The event, on its inaugural visit to Belfast, will showcase the best of folk, acoustic and roots music, but will also welcome an assortment of special guests, with performances from Cara Dillon, Paul Brady, Eliza Carthy, Lankum and The Wayward Band. A number of world famous performers have clinched awards at this ceremony during its nineteen year history.
Those chosen for the final were initially amongst hundreds of hopeful young musicians, later reduced to ten lucky performers, who were invited to play in front of a live audience at a special BBC Radio 2 Folk Show concert in Kendal. Judges included Eliza Carthy and Tim Van Eyken.
Mera Royle, who has been shortlisted for the BBC Radio 2 Young Folk Award, is known widely on the Isle of Man as a talented harpist and performs regularly at events across the Island, both with up-and-coming band Scran and as a solo artist. Now aged eighteen and a student at Ramsey Grammar School, Mera was introduced to the harp by Mike Boulton and later tutored by Scottish harpist Rachel Hair, but also plays the violin and whistle.
Meanwhile, the five-piece band Ímar has been nominated for the Horizon Award, the category for Best Emerging Artist, with a strong Manx presence within this multi-talented group. The band includes musicians from Ireland, Scotland and England, including a previous winner of the BBC Radio 2 Young Folk Award. Although Ímar is based in Glasgow, two of its musicians have been recognised as gifted players for a number of years on the Isle of Man. Both Adam Rhodes and Tom Callister entered the local music scene at an early age and roved between several bands on the Island before their latest venture with Ímar.
Additionally, Mohsen Amini of Ímar, who gave a stunning performance within the trio Talisk on the Isle of Man last year as part of Celtfest, is also shortlisted for the Musician of the Year Award.

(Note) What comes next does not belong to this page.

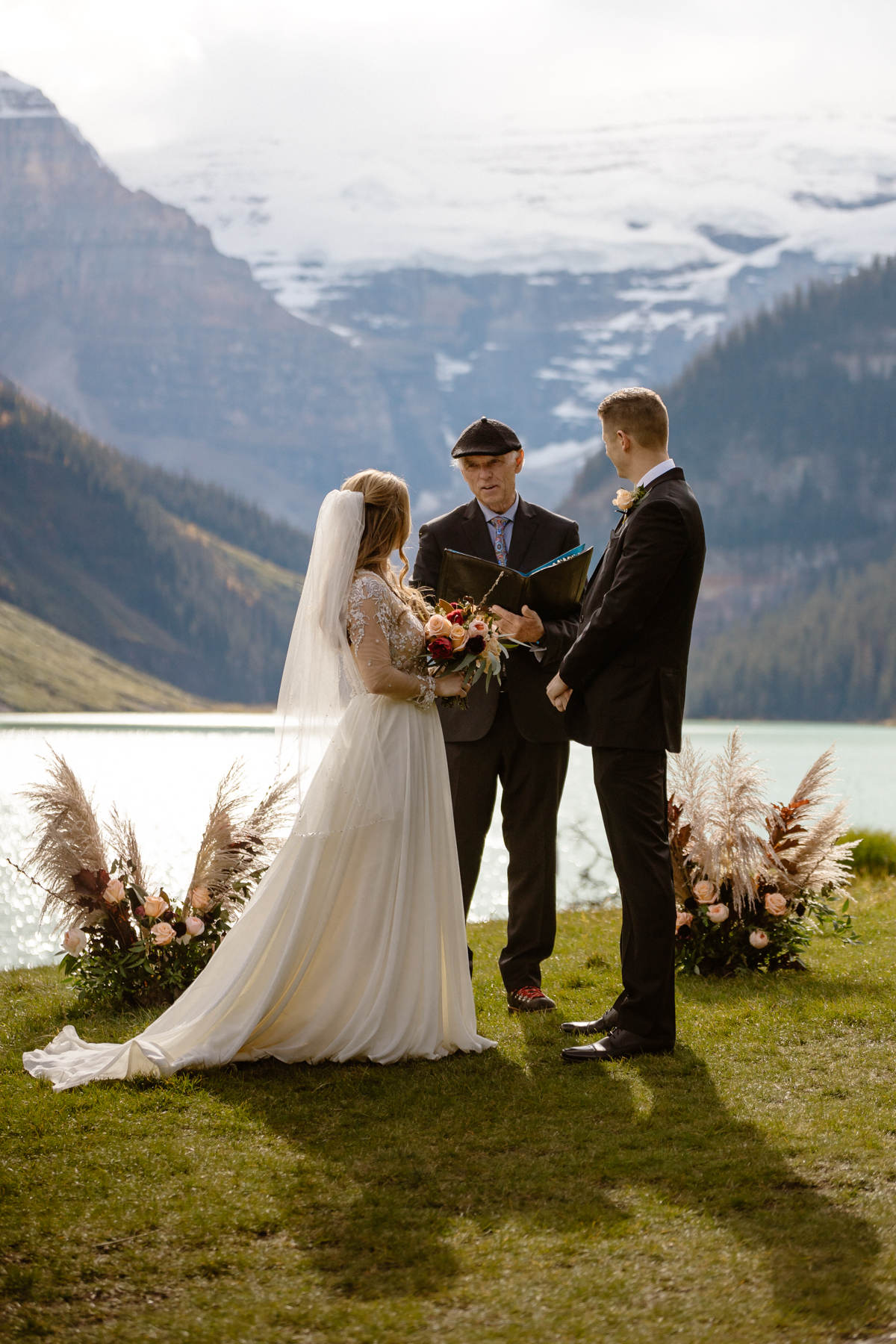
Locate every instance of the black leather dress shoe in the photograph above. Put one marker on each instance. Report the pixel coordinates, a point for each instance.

And finally, a Welsh group with long term links to the Isle of Man has been put forward for Best Traditional Track. ALAW (Welsh for melody) draws upon a collected Celtic heritage and is described by Songlines Magazine as a Welsh folk super group, uniting three exceptional musicians. ALAW, which has recently played its debut concert at the Centenary Centre, includes talented accordionist Jamie Smith, who has now moved to Peel and made the Island his home. He’s also involved with the eponymous Jamie Smith’s Mabon, who have made several visits to the Isle of Man.